1. Why do you think Thomas Hardy chose the subtitle "A Pure Woman"? How does Hardy define "pure, " and in what sense does Tess personify purity? Does Hardy idealize Tess? Is she a victim or does she participate in her own undoing?

2. Discuss the roles of Alec d'Urberville and Angel Clare in Tess's life. Consider the ways in which Hardy describes them and how his choices influence the reader's impressions of them.

3. What is the significance of the seven phases into which the book is divided? Tess of the d'Urbervilles was serialized in a newspaper before it was published. Do you think the divisions relate to the serialized breaks? What else might the junctures represent and what episodes do they separate? What is the meaning of Hardy's use of the number seven?

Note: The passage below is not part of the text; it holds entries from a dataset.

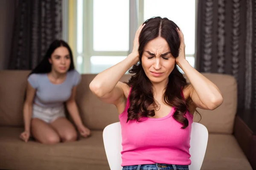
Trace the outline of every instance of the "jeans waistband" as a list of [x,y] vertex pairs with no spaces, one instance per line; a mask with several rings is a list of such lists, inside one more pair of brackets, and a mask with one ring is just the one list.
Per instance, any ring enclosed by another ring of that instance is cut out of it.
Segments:
[[164,164],[154,164],[125,166],[122,170],[189,170],[188,165],[179,165]]

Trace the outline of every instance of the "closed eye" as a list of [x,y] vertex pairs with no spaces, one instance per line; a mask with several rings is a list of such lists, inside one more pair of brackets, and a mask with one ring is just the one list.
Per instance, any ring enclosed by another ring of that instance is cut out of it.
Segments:
[[148,57],[148,59],[151,59],[154,57],[154,56],[147,57]]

4. In the course of the novel, Tess Durbeyfield becomes a d'Urberville. In what ways does Tess's transformation from "field" to "ville"-and her move from a country farm to a mansion in a larger town-mimic the change in English agrarian life in the wake of the Industrial Revolution?

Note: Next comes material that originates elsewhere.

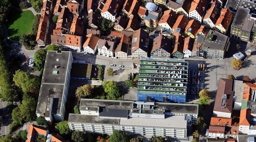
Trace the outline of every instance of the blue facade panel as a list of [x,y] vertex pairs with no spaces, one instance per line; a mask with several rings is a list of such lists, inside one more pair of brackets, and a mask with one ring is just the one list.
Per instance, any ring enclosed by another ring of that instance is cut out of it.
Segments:
[[166,103],[186,103],[186,95],[181,95],[159,94],[138,93],[137,94],[138,101],[147,101],[147,97],[150,97],[151,101],[162,102],[163,97],[166,97]]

5. In Hardy's hands, Tess and the landscape seem to have a reciprocal relationship. How does the landscape represent and reflect Tess's outlook and her situation? How do Hardy's descriptions of Tess mirror what is happening to the countryside from which she hails?

6. Before devoting himself to writing full-time, Hardy apprenticed with an architect and intended to become one himself. How do the principles of architecture inform the structural elements of the novel?

7. Thomas Hardy seems to work both within and without the traditions of theliterature of his day. What are some of the hallmarks of the writing of the time? In what ways does he break with the styles and themes of many of his contemporaries?

8. Hardy once said that he refused to "[end] a story happily merely to suit conventional ideas." Indeed, his novel took an unconventional moral stance and shocked readers upon its publication. In what ways might Tess of the d'Urbervilles have been controversial? What were some of the mores that governed and epitomized the Victorian age?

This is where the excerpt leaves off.